I'm trying to write a simple command that will create symlinks for all files in a specific directory (Yes, exactly like lndir but I cannot use it so I try to mimic it).

I tried the following using find + xargs:

find $(realpath ${FROM_DIR}) -maxdepth 1 -print0 | xargs -0 -I{} ln -sfn {} ${TO_DIR}/$(basename {})

But the problem is that the shell substitutes $(basename {}) once before the line is executed, and not for every argument.

Writing it as a loop looks like this:

for i in $(find $(realpath ${FROM_DIR}) -maxdepth 1)
do
    ln -sfn $i ${TO_DIR}/$(basename $i)
done

This works, but it is relatively slow. I was wondering if this can be done using xargs as well.

1 Answers1

3

Sounds like you want:

ln -sf -- "$(realpath -- "$FROM_DIR")"/* "$TO_DIR/"

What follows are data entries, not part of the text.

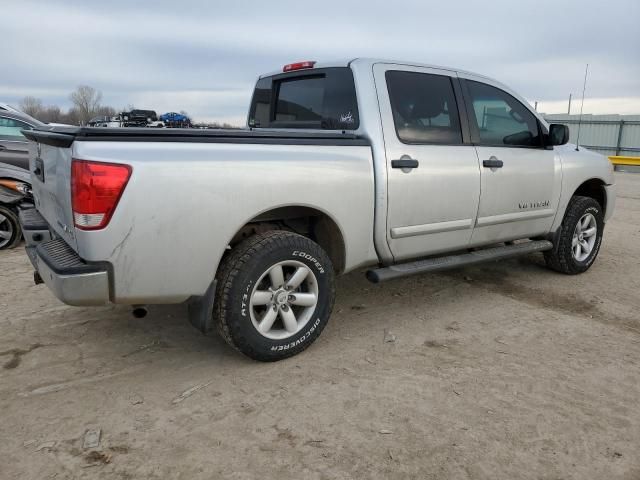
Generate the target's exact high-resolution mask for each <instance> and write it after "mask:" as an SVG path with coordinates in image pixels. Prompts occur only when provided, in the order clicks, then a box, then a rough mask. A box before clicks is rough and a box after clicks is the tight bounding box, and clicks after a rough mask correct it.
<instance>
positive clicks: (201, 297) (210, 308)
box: [187, 280, 216, 335]
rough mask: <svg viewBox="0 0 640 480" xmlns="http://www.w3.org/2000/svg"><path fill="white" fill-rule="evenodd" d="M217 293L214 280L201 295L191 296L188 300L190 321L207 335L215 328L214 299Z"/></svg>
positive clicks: (201, 331)
mask: <svg viewBox="0 0 640 480" xmlns="http://www.w3.org/2000/svg"><path fill="white" fill-rule="evenodd" d="M215 294H216V281H215V280H214V281H213V282H211V285H209V288H207V291H206V292H205V293H204V295H203V296H201V297H191V298H190V299H189V301H188V302H187V303H188V305H187V308H188V311H189V322H191V325H193V326H194V327H196V328H197V329H198V330H200V331H201V332H202V333H203V334H205V335H207V334H208V333H210V332H211V331H212V330H213V301H214V298H215Z"/></svg>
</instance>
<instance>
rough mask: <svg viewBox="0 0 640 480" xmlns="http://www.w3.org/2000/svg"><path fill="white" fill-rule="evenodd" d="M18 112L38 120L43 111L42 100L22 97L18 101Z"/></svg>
mask: <svg viewBox="0 0 640 480" xmlns="http://www.w3.org/2000/svg"><path fill="white" fill-rule="evenodd" d="M20 110H22V111H23V112H24V113H26V114H27V115H31V116H32V117H35V118H38V116H39V115H40V113H42V110H43V106H42V100H40V99H39V98H35V97H24V98H23V99H22V100H21V101H20Z"/></svg>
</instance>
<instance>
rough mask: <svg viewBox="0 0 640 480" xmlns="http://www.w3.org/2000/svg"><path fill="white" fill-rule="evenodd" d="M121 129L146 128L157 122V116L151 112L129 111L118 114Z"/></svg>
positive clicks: (155, 114) (156, 115) (134, 110)
mask: <svg viewBox="0 0 640 480" xmlns="http://www.w3.org/2000/svg"><path fill="white" fill-rule="evenodd" d="M120 118H121V119H122V123H123V125H122V126H123V127H146V126H147V124H149V123H151V122H157V121H158V115H157V114H156V112H155V111H153V110H131V111H130V112H122V113H121V114H120Z"/></svg>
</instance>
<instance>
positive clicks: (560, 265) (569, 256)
mask: <svg viewBox="0 0 640 480" xmlns="http://www.w3.org/2000/svg"><path fill="white" fill-rule="evenodd" d="M603 230H604V217H603V214H602V207H601V206H600V204H599V203H598V202H596V201H595V200H594V199H593V198H589V197H580V196H575V197H573V198H572V199H571V200H570V202H569V205H568V206H567V211H566V213H565V215H564V219H563V220H562V225H561V226H560V232H559V234H558V236H557V241H556V244H555V245H554V246H553V249H552V250H549V251H547V252H545V255H544V256H545V260H546V262H547V265H548V266H549V267H550V268H552V269H553V270H556V271H558V272H562V273H566V274H569V275H575V274H578V273H582V272H586V271H587V270H588V269H589V267H591V265H592V264H593V262H594V261H595V259H596V257H597V256H598V252H599V251H600V244H601V243H602V234H603Z"/></svg>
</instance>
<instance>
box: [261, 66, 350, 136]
mask: <svg viewBox="0 0 640 480" xmlns="http://www.w3.org/2000/svg"><path fill="white" fill-rule="evenodd" d="M359 123H360V122H359V118H358V103H357V100H356V89H355V85H354V82H353V74H352V73H351V69H349V68H346V67H339V68H324V69H318V70H305V71H304V72H296V73H295V74H283V75H275V76H273V77H266V78H262V79H260V80H259V81H258V84H257V85H256V89H255V91H254V94H253V100H252V102H251V109H250V112H249V126H250V127H254V128H312V129H324V130H355V129H357V128H358V125H359Z"/></svg>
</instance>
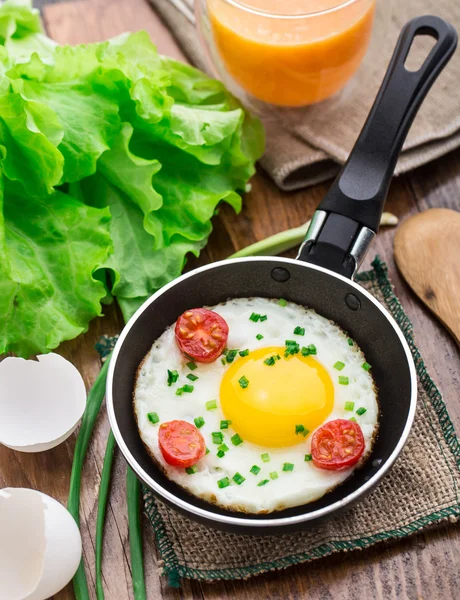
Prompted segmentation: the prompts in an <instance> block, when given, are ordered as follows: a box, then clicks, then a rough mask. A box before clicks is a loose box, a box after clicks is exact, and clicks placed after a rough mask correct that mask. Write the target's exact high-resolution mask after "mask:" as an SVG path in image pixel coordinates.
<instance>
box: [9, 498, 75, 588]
mask: <svg viewBox="0 0 460 600" xmlns="http://www.w3.org/2000/svg"><path fill="white" fill-rule="evenodd" d="M81 553H82V544H81V536H80V531H79V530H78V527H77V524H76V523H75V521H74V519H73V518H72V516H71V515H70V513H69V512H68V511H67V510H66V509H65V508H64V507H63V506H62V505H61V504H59V502H56V500H54V499H53V498H51V497H50V496H47V495H46V494H42V493H41V492H37V491H35V490H30V489H26V488H4V489H3V490H0V598H8V600H46V598H50V597H51V596H53V595H54V594H56V593H57V592H59V590H61V589H62V588H63V587H65V586H66V585H67V584H68V583H69V581H70V580H71V579H72V577H73V576H74V574H75V572H76V570H77V568H78V565H79V564H80V560H81Z"/></svg>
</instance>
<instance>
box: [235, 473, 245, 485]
mask: <svg viewBox="0 0 460 600" xmlns="http://www.w3.org/2000/svg"><path fill="white" fill-rule="evenodd" d="M232 479H233V481H234V482H235V483H236V485H241V484H242V483H243V481H246V477H243V476H242V475H241V473H235V475H233V477H232Z"/></svg>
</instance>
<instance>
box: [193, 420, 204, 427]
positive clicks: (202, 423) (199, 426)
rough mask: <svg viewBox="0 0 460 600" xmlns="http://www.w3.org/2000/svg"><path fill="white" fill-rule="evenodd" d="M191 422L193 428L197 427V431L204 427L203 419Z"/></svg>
mask: <svg viewBox="0 0 460 600" xmlns="http://www.w3.org/2000/svg"><path fill="white" fill-rule="evenodd" d="M193 422H194V423H195V426H196V427H198V429H199V428H200V427H203V425H204V419H203V417H196V418H195V419H193Z"/></svg>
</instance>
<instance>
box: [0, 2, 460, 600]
mask: <svg viewBox="0 0 460 600" xmlns="http://www.w3.org/2000/svg"><path fill="white" fill-rule="evenodd" d="M43 3H44V2H42V4H43ZM43 18H44V23H45V26H46V28H47V30H48V32H49V34H50V35H51V36H52V37H54V39H56V40H57V41H59V42H61V43H65V42H68V43H78V42H90V41H96V40H102V39H104V38H106V37H109V36H112V35H116V34H118V33H121V32H123V31H125V30H132V31H136V30H138V29H147V31H149V33H150V34H151V35H152V39H153V40H154V42H155V43H156V44H157V46H158V47H159V49H160V50H161V51H162V52H163V53H165V54H170V55H173V56H175V57H179V58H180V57H181V55H182V54H181V52H180V50H179V49H178V48H177V46H176V44H175V42H174V40H173V38H172V36H171V35H170V33H169V32H168V31H167V30H166V29H165V27H164V25H163V24H162V23H161V21H160V19H159V18H158V17H156V16H155V14H154V13H153V11H152V10H151V8H150V6H149V5H148V3H147V2H146V1H145V0H81V1H75V2H57V3H51V4H49V5H47V6H45V7H44V9H43ZM459 165H460V152H455V153H452V154H450V155H448V156H446V157H444V158H442V159H440V160H438V161H436V162H435V163H433V164H431V165H428V166H426V167H423V168H421V169H418V170H416V171H414V172H412V173H410V174H409V175H405V176H402V177H399V178H397V179H395V180H394V182H393V184H392V187H391V190H390V195H389V199H388V205H387V210H389V211H391V212H393V213H395V214H396V215H398V217H399V218H400V219H406V218H407V217H409V216H410V215H411V214H415V213H416V212H417V211H422V210H425V209H426V208H428V207H439V206H445V207H450V208H453V209H456V210H460V167H459ZM326 189H327V186H325V185H320V186H316V187H313V188H310V189H307V190H303V191H300V192H297V193H289V194H288V193H283V192H280V191H279V190H278V189H277V188H276V187H275V186H274V185H273V184H272V183H271V181H270V180H269V179H268V178H267V177H266V175H264V174H263V173H261V172H260V173H258V175H257V176H256V177H255V178H254V181H253V188H252V191H251V193H250V194H248V195H247V196H246V198H245V204H244V208H243V211H242V212H241V214H240V215H238V216H236V215H235V214H234V213H233V212H232V211H231V210H230V209H229V208H227V207H224V208H223V209H222V210H221V211H220V213H219V215H218V217H216V218H215V219H214V231H213V233H212V235H211V237H210V241H209V245H208V247H207V248H206V250H205V251H204V252H203V253H202V255H201V257H200V258H199V259H197V260H193V261H190V263H189V265H188V267H191V266H196V265H197V264H203V263H206V262H209V261H212V260H217V259H221V258H225V257H226V256H228V255H229V254H231V253H232V252H234V251H235V249H239V248H241V247H243V246H246V245H247V244H250V243H252V242H254V241H256V240H259V239H261V238H264V237H266V236H268V235H271V234H273V233H276V232H278V231H281V230H283V229H286V228H289V227H294V226H297V225H300V224H301V223H304V222H305V221H306V220H307V219H308V218H310V217H311V215H312V213H313V211H314V208H315V206H316V205H317V203H318V202H319V200H320V199H321V197H322V195H323V194H324V192H325V190H326ZM393 236H394V230H393V229H386V230H383V231H382V232H381V233H379V235H378V237H377V240H376V242H375V244H374V246H373V249H372V251H371V254H372V255H374V253H376V252H378V253H379V254H380V256H381V257H382V258H383V259H384V260H386V261H387V262H388V265H389V268H390V275H391V277H392V280H393V283H394V285H395V288H396V292H397V294H398V295H399V297H400V298H401V300H402V302H403V305H404V307H405V309H406V311H407V313H408V315H409V317H410V318H411V320H412V322H413V324H414V329H415V334H416V340H417V343H418V345H419V347H420V350H421V352H422V354H423V356H424V358H425V361H426V363H427V366H428V368H429V370H430V372H431V375H432V377H433V378H434V380H435V382H436V383H437V384H438V385H439V386H440V388H441V390H442V391H443V393H444V396H445V399H446V401H447V404H448V407H449V411H450V413H451V415H452V418H453V420H454V423H455V426H456V428H457V431H459V430H460V403H459V402H458V398H459V397H460V380H459V373H460V357H459V352H458V348H457V347H456V345H455V344H454V343H453V341H452V340H451V339H450V337H449V335H448V334H447V333H446V332H445V331H444V330H443V329H442V327H441V326H440V325H439V323H438V322H437V321H436V320H435V319H434V318H433V317H432V316H431V314H430V313H429V311H428V310H427V309H426V308H425V307H424V306H423V305H422V304H421V303H420V302H419V301H418V300H417V298H416V297H415V296H414V295H413V294H412V293H411V291H410V289H409V288H408V286H406V285H405V283H404V282H403V281H402V280H401V279H400V277H399V276H398V273H397V271H396V268H395V265H394V261H393V256H392V242H393ZM370 258H371V257H369V258H368V259H367V260H366V264H365V265H364V268H367V267H368V266H369V261H370ZM121 327H122V319H121V317H120V315H119V314H118V313H117V312H116V310H115V309H114V307H108V309H107V311H106V316H105V317H104V318H103V319H99V320H97V321H95V322H93V323H92V325H91V327H90V330H89V332H88V333H87V334H86V335H84V336H81V337H80V338H79V339H78V340H75V341H73V342H69V343H66V344H63V346H62V347H61V348H60V352H62V354H63V355H64V356H66V357H67V358H68V359H70V360H71V361H72V362H73V363H74V364H75V365H76V367H77V368H78V369H79V370H80V372H81V373H82V374H83V377H84V379H85V382H86V384H87V386H88V387H90V385H91V383H92V382H93V381H94V379H95V377H96V375H97V373H98V370H99V368H100V361H99V358H98V355H97V353H96V351H95V350H94V343H95V341H96V339H97V338H98V337H99V335H101V334H102V333H107V334H113V333H116V332H118V331H119V330H120V329H121ZM107 433H108V422H107V419H106V416H105V414H104V413H103V414H102V415H101V417H100V419H99V421H98V423H97V427H96V431H95V434H94V436H93V439H92V441H91V444H90V448H89V453H88V458H87V461H86V465H85V469H84V478H83V485H82V526H81V531H82V536H83V544H84V558H85V566H86V570H87V575H88V582H89V585H90V588H91V589H92V592H91V594H92V595H91V598H95V593H94V591H93V589H94V585H93V581H94V575H93V573H94V539H95V524H96V506H97V493H98V486H99V480H100V474H101V468H102V462H103V456H104V450H105V443H106V439H107ZM74 444H75V436H72V437H71V438H70V439H69V440H68V441H67V442H66V443H64V444H63V445H61V446H59V447H58V448H56V449H54V450H51V451H49V452H45V453H42V454H37V455H29V454H21V453H17V452H13V451H11V450H8V449H7V448H3V447H0V487H4V486H26V487H32V488H36V489H40V490H41V491H43V492H45V493H48V494H50V495H51V496H53V497H55V498H56V499H58V500H60V501H61V502H66V500H67V494H68V484H69V478H70V469H71V460H72V454H73V448H74ZM124 488H125V466H124V463H123V459H122V458H121V457H120V456H119V455H117V458H116V464H115V469H114V477H113V482H112V487H111V496H110V504H109V508H108V511H107V522H106V533H105V544H104V561H103V575H104V581H105V590H106V598H107V599H108V600H125V599H126V600H128V599H129V600H131V599H132V598H133V593H132V589H131V576H130V558H129V545H128V530H127V518H126V502H125V494H124ZM144 531H145V536H144V545H145V568H146V579H147V588H148V597H149V598H152V599H154V598H155V599H164V600H166V599H167V600H179V599H184V600H185V599H186V600H192V599H194V600H195V599H200V600H201V599H202V600H212V599H215V600H217V599H222V600H226V599H228V600H230V599H231V600H256V599H259V598H260V599H262V598H264V599H267V600H275V599H283V600H298V599H301V598H309V599H311V600H336V599H340V600H342V599H343V600H355V599H360V600H362V599H370V598H372V599H374V598H375V599H379V600H387V599H395V600H405V599H410V600H415V599H424V600H441V599H442V600H448V599H454V598H459V596H460V592H459V591H458V590H459V589H460V574H459V569H458V564H459V560H458V559H459V557H460V530H459V527H458V525H452V524H449V525H448V526H442V527H439V528H437V529H436V530H433V531H430V532H425V533H422V534H419V535H416V536H413V537H411V538H408V539H405V540H403V541H398V542H394V543H391V544H381V545H378V546H376V547H374V548H372V549H370V550H366V551H365V552H353V553H348V554H346V555H343V554H342V555H336V556H332V557H330V558H326V559H322V560H319V561H316V562H314V563H310V564H308V565H303V566H298V567H293V568H290V569H289V570H288V571H285V572H279V573H271V574H269V575H264V576H260V577H257V578H253V579H250V580H247V581H239V582H227V583H216V584H212V585H211V584H203V583H198V582H190V581H185V582H184V583H183V585H182V588H181V589H180V590H176V589H171V588H167V587H166V584H165V581H164V580H163V579H162V578H161V577H160V576H159V574H158V556H157V553H156V549H155V546H154V543H153V533H152V531H151V528H150V527H149V526H148V525H147V524H146V526H145V528H144ZM73 598H74V595H73V591H72V588H71V586H68V587H67V588H66V589H65V590H63V591H62V592H61V593H60V594H58V595H57V596H55V600H71V599H73Z"/></svg>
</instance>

When the last argument is a directory, ln, like cp or mv creates links to the other argument with same basename inside that directory.

Or with zsh:

ln -sf -- $FROM_DIR:P/* $TO_DIR/

Which would also behave better if the real path of $FROM_DIR cannot be determined or no file can be found in $FROM_DIR.

(add the D qualifier to also create symlinks for the hidden files).

Or if you really needed to call one ln invocation per file for some reason:

for f ($FROM_DIR:P/*(ND)) ln -sfT -- $f $TO_DIR/$f:t

(note that -n and -T are non-standard extensions).

To use shell command substitution with xargs (or here, with find -exec, using xargs would be pointless) you'd need them to run a shell:

TO_DIR=$TO_DIR find "$(realpath -- "$FROM_DIR")" -mindepth 1 -maxdepth 1 \
  -exec sh -c '
    for file do
      ln -sfn -- "$file" "$TO_DIR/$(basename -- "$file")"
    done' sh {} +

But bear in mind that basename can't be used in command substitution for arbitrary files as command substitution strips all trailing newline characters (there's the same problem with $(realpath) here). You'd better use sh's ${file##*/} or zsh $file:t here ($FROM_DIR:P for realpath).

Here, you only need:

find "$(realpath -- "$FROM_DIR")" -mindepth 1 -maxdepth 1 \
  -exec ln -sft "$TO_DIR" -- {} +

though (-t being also a GNU extension). That one is not affected by the too many arguments errors you could get if there are too many files in $TO_DIR (in zsh, you'd work around it by using zargs or by loading the zsh/files module to get a builtin version of ln).